Systemic Damage to the Heart and Joints
One of the most concerning outcomes of an untreated strep infection is the development of Acute Rheumatic Fever (RF), a delayed inflammatory reaction. This condition is not caused by the bacteria themselves, but rather by an autoimmune response where the body’s own defenses turn against healthy tissue. The immune system produces antibodies to attack the streptococcal bacteria, but due to a phenomenon called molecular mimicry, these antibodies mistakenly recognize and attack proteins in the heart, joints, skin, and brain.
The resulting inflammation in the joints causes migratory arthritis, which presents as painful swelling that moves from one large joint to another. A far more serious consequence is carditis, or inflammation of the heart muscle and valves. Inflammation of the heart valves, particularly the mitral valve, can lead to scarring and permanent damage over time, a condition known as Rheumatic Heart Disease (RHD). This irreversible damage weakens the valves, impairing the heart’s pumping efficiency and potentially leading to heart failure.
Acute Post-Streptococcal Glomerulonephritis
Another major post-streptococcal inflammatory condition is Acute Post-Streptococcal Glomerulonephritis (APSGN), which targets the kidneys. This complication involves inflammation of the glomeruli, the small filtering units within the kidneys responsible for removing waste and excess fluid from the blood. The mechanism differs slightly from Rheumatic Fever, as it is primarily caused by immune complexes—clumps of strep antigens and antibodies—that circulate in the bloodstream and become trapped in the kidney filters.
The blockage and damage to the glomeruli impairs the kidney’s ability to function properly, leading to noticeable symptoms. Patients often experience hematuria (blood in the urine), which may appear dark or tea-colored, along with edema (swelling), particularly around the face and ankles. Hypertension (high blood pressure) is also common due to the body retaining excess fluid. While the prognosis for children with APSGN is generally favorable with full recovery, adults face a higher risk of persistent issues and potential long-term kidney failure.
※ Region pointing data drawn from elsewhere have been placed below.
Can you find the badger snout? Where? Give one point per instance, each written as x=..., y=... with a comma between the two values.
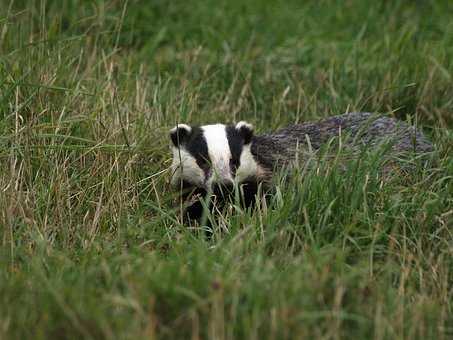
x=223, y=190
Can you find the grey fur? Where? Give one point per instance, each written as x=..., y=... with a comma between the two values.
x=362, y=128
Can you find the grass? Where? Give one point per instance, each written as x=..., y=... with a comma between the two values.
x=91, y=245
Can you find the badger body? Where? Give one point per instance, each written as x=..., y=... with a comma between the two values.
x=217, y=158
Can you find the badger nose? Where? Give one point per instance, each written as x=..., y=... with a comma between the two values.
x=222, y=189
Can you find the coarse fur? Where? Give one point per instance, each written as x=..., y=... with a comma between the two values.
x=217, y=158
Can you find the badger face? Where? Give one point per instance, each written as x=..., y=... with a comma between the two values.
x=212, y=155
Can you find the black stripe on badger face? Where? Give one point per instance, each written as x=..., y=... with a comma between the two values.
x=198, y=148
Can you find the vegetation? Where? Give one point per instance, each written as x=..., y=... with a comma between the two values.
x=91, y=243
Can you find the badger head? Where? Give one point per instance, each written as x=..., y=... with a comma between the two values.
x=210, y=157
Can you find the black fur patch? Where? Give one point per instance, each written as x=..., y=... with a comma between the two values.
x=196, y=145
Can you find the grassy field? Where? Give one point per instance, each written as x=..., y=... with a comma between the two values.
x=91, y=243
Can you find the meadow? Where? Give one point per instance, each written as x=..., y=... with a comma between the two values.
x=91, y=240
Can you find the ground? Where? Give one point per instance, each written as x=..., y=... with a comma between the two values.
x=91, y=241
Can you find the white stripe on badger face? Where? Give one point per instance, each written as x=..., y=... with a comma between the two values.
x=219, y=153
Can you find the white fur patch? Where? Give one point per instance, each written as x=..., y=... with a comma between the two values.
x=181, y=126
x=244, y=124
x=219, y=153
x=186, y=168
x=248, y=166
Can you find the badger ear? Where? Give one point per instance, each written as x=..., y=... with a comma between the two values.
x=180, y=133
x=245, y=130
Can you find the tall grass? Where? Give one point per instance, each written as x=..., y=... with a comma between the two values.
x=91, y=241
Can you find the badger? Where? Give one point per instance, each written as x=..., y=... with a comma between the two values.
x=215, y=159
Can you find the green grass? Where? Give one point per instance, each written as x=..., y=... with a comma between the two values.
x=90, y=240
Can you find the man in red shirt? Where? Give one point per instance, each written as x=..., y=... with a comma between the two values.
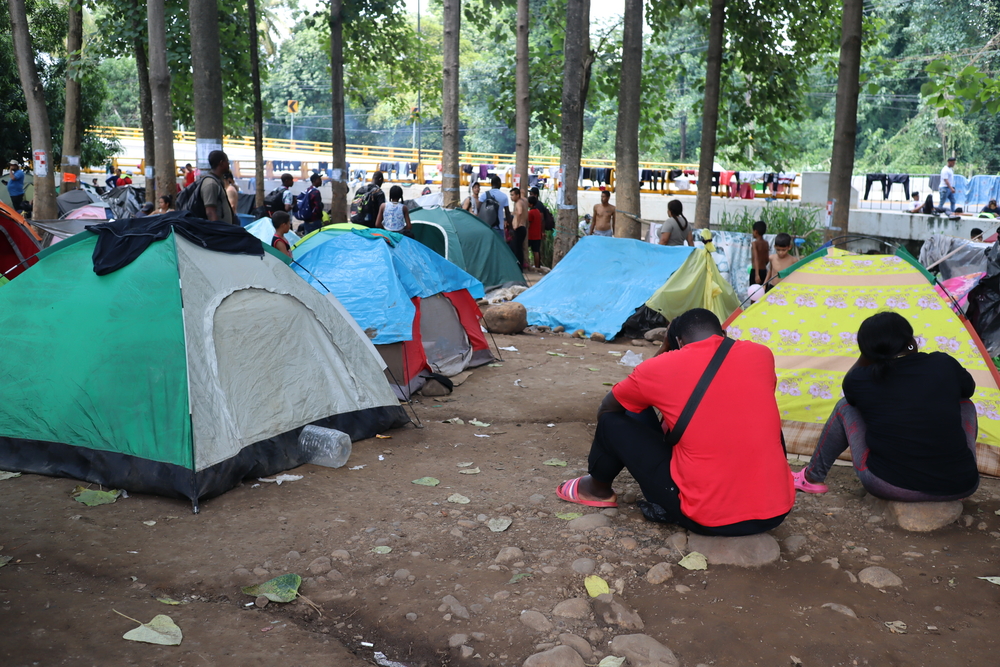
x=728, y=474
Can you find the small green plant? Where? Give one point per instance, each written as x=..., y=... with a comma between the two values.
x=798, y=221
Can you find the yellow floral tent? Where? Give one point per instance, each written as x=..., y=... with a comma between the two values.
x=810, y=321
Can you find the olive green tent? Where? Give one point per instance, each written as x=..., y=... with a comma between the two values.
x=465, y=241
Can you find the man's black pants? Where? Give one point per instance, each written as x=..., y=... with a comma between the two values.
x=635, y=441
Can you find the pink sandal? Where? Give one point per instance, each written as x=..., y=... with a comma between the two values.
x=803, y=484
x=569, y=491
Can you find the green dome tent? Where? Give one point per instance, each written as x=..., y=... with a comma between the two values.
x=465, y=241
x=171, y=374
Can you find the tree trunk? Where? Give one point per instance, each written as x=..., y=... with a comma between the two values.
x=206, y=74
x=522, y=101
x=845, y=126
x=44, y=204
x=710, y=113
x=71, y=122
x=449, y=105
x=627, y=136
x=165, y=176
x=576, y=51
x=145, y=113
x=338, y=207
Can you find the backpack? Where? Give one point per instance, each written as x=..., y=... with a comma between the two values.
x=274, y=201
x=361, y=205
x=306, y=207
x=489, y=211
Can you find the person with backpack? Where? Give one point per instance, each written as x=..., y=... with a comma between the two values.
x=368, y=199
x=309, y=206
x=393, y=216
x=212, y=190
x=494, y=203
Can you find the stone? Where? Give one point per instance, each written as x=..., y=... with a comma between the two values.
x=923, y=517
x=589, y=522
x=508, y=555
x=560, y=656
x=506, y=318
x=577, y=608
x=840, y=609
x=612, y=611
x=659, y=573
x=748, y=551
x=643, y=651
x=578, y=644
x=794, y=543
x=455, y=607
x=879, y=577
x=656, y=335
x=535, y=621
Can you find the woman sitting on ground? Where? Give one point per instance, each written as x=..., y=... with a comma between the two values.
x=906, y=417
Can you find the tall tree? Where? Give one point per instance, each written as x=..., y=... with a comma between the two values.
x=710, y=113
x=258, y=111
x=145, y=107
x=522, y=103
x=846, y=116
x=72, y=123
x=165, y=176
x=41, y=138
x=627, y=132
x=449, y=105
x=206, y=71
x=338, y=207
x=576, y=80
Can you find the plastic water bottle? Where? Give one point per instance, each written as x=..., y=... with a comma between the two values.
x=325, y=446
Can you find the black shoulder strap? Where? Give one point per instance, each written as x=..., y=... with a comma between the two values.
x=673, y=436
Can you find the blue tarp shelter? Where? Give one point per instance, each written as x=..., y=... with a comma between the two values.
x=600, y=283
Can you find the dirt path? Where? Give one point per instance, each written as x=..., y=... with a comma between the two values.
x=79, y=563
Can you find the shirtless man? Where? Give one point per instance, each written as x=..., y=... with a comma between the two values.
x=604, y=217
x=758, y=254
x=780, y=260
x=519, y=225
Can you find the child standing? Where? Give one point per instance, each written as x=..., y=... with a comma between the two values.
x=282, y=225
x=758, y=254
x=780, y=260
x=393, y=216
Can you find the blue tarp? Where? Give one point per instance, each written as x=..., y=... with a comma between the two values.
x=375, y=282
x=979, y=192
x=600, y=283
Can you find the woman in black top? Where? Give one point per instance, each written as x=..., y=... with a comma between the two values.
x=907, y=418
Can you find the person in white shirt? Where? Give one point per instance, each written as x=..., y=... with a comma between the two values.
x=947, y=187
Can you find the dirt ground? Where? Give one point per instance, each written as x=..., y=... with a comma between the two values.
x=75, y=566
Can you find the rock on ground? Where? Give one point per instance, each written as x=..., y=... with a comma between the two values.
x=536, y=621
x=560, y=656
x=879, y=577
x=612, y=611
x=643, y=651
x=659, y=573
x=923, y=517
x=573, y=608
x=589, y=522
x=578, y=644
x=748, y=551
x=506, y=318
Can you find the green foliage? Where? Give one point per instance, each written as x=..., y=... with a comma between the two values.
x=798, y=221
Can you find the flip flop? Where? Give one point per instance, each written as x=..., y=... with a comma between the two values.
x=568, y=491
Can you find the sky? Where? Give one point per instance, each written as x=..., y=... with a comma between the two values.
x=599, y=9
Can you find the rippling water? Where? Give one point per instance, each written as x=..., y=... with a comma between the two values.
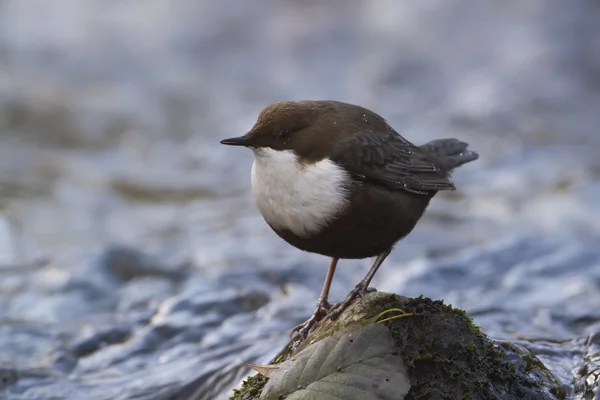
x=133, y=263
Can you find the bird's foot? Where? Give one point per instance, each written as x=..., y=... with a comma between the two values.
x=360, y=290
x=307, y=326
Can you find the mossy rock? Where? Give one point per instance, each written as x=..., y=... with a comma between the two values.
x=445, y=355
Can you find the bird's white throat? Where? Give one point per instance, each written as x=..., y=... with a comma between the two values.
x=301, y=198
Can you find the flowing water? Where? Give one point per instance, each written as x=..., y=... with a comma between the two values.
x=133, y=263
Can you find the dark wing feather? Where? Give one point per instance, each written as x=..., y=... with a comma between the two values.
x=388, y=159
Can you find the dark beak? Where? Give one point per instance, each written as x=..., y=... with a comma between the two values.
x=239, y=141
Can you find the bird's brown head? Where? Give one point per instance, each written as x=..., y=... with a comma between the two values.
x=308, y=128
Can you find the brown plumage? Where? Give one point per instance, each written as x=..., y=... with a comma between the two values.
x=374, y=184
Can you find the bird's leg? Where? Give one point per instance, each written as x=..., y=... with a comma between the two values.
x=360, y=289
x=322, y=305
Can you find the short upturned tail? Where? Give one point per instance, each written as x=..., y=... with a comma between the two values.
x=449, y=153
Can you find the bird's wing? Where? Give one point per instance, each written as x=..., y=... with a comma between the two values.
x=386, y=158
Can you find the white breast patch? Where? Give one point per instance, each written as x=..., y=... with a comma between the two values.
x=300, y=198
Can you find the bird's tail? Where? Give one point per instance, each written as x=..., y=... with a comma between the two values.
x=449, y=153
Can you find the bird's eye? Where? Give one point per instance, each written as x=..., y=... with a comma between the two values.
x=284, y=134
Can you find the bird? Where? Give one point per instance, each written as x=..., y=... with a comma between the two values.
x=335, y=179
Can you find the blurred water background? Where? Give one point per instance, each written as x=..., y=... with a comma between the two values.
x=133, y=263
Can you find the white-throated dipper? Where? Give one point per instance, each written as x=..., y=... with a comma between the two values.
x=335, y=179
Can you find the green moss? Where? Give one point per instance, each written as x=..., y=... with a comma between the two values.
x=446, y=355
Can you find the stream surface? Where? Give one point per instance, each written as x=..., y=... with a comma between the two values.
x=133, y=262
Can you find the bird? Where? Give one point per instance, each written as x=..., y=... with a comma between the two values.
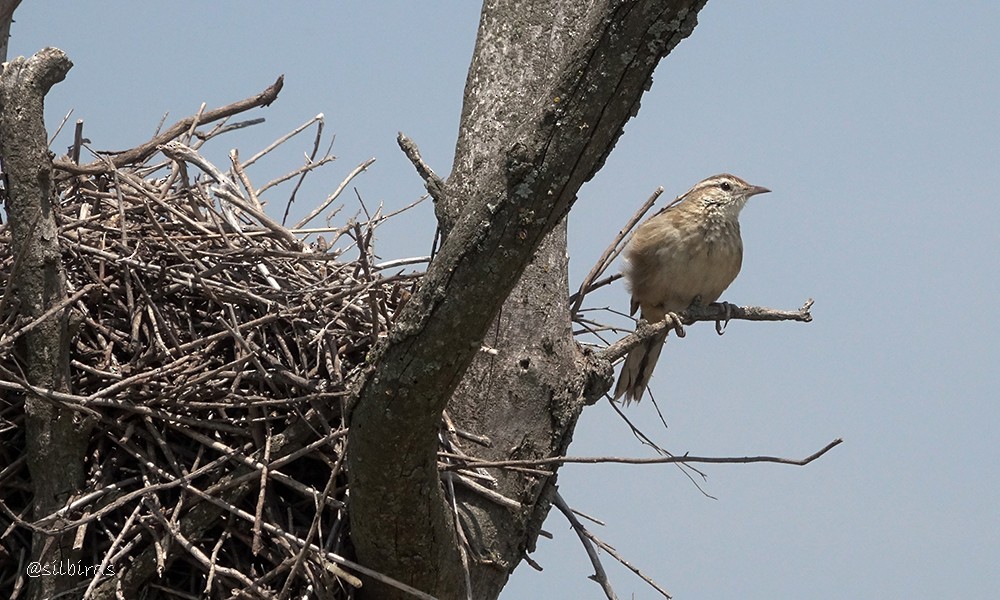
x=687, y=253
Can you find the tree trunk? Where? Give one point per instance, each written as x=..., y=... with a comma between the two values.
x=57, y=436
x=550, y=88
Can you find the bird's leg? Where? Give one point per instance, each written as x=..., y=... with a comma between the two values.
x=674, y=323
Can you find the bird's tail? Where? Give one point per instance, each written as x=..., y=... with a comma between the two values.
x=638, y=368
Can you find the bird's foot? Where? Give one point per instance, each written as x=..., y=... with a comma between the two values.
x=674, y=322
x=727, y=309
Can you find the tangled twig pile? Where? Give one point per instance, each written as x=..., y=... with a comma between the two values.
x=212, y=348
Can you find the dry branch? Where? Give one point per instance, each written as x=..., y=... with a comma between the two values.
x=198, y=337
x=141, y=153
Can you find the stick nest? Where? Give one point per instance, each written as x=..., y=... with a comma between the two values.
x=211, y=352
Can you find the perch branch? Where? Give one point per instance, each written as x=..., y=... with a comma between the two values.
x=715, y=312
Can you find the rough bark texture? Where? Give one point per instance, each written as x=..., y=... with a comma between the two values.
x=56, y=437
x=550, y=88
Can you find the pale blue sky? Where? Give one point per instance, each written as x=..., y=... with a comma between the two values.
x=876, y=125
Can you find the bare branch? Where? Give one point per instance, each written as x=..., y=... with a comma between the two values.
x=144, y=151
x=657, y=460
x=716, y=312
x=434, y=184
x=600, y=576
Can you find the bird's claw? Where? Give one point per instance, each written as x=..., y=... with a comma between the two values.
x=675, y=324
x=721, y=324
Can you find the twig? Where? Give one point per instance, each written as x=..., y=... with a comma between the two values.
x=614, y=554
x=434, y=184
x=144, y=151
x=714, y=312
x=599, y=575
x=340, y=188
x=562, y=460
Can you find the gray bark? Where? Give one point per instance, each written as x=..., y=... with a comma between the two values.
x=56, y=436
x=550, y=88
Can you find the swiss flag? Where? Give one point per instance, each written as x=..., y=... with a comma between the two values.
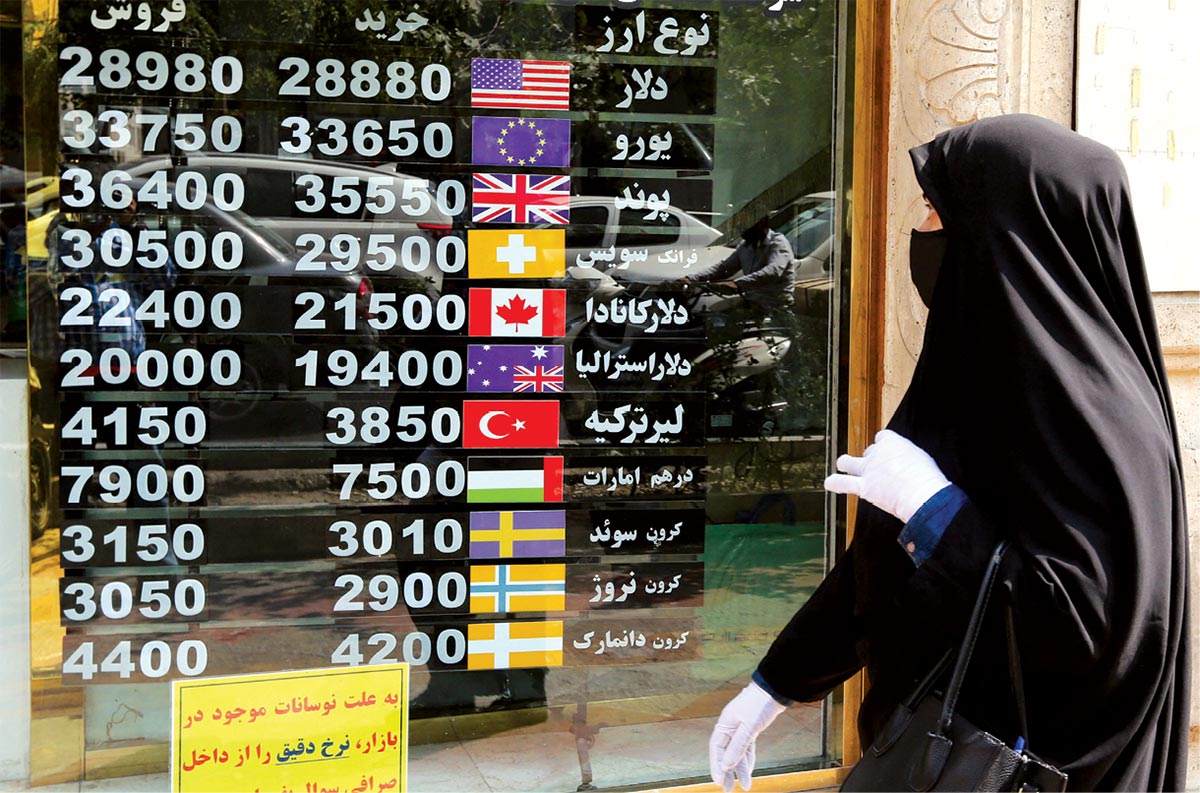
x=517, y=312
x=510, y=424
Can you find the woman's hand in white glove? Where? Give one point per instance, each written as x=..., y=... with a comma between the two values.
x=893, y=474
x=731, y=750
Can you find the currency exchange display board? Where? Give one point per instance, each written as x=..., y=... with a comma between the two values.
x=383, y=331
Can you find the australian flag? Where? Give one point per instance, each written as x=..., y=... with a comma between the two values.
x=532, y=368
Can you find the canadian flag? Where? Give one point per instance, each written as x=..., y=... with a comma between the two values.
x=517, y=312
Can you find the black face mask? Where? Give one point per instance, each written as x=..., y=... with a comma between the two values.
x=927, y=250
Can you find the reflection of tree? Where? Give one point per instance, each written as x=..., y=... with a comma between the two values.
x=761, y=53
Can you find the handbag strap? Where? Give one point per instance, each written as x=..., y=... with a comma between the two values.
x=1014, y=666
x=969, y=641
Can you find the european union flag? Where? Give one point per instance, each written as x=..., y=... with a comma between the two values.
x=517, y=143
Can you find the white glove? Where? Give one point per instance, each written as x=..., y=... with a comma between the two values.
x=731, y=751
x=893, y=474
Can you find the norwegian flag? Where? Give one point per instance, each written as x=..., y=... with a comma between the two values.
x=521, y=198
x=538, y=378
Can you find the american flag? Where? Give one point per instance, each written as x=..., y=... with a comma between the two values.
x=520, y=198
x=505, y=83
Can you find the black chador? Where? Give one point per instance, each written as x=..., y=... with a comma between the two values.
x=1041, y=391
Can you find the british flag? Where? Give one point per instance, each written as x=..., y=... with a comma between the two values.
x=521, y=198
x=538, y=378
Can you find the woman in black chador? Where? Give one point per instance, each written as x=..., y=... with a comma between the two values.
x=1038, y=412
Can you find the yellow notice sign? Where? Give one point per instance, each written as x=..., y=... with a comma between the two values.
x=297, y=732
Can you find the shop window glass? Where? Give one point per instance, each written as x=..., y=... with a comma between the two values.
x=323, y=352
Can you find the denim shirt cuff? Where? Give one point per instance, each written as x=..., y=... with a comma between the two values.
x=762, y=684
x=924, y=529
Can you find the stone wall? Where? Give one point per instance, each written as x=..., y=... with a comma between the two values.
x=959, y=60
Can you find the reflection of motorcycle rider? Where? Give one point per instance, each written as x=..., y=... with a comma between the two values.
x=767, y=269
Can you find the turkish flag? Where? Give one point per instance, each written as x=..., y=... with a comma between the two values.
x=508, y=312
x=510, y=424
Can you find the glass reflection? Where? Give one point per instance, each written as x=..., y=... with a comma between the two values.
x=280, y=292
Autoimmune Effects on the Brain
A less common but highly specific neurological complication primarily affecting children is Pediatric Autoimmune Neuropsychiatric Disorders Associated with Streptococcal infections (PANDAS). This condition is characterized by the abrupt, dramatic onset or worsening of Obsessive-Compulsive Disorder (OCD) symptoms or tic disorders following a strep infection. The proposed biological cause is similar to Rheumatic Fever, involving an autoimmune reaction where antibodies cross-react with cells in a specific area of the brain called the basal ganglia.
The inflammation in the basal ganglia is thought to cause the sudden and severe behavioral changes. These symptoms can be debilitating, often appearing overnight and including emotional lability, separation anxiety, and motor hyperactivity. Recognizing this sudden onset in association with a preceding strep infection is important, as timely antibiotic treatment is the only measure proven to prevent the development of all the serious local and systemic complications discussed.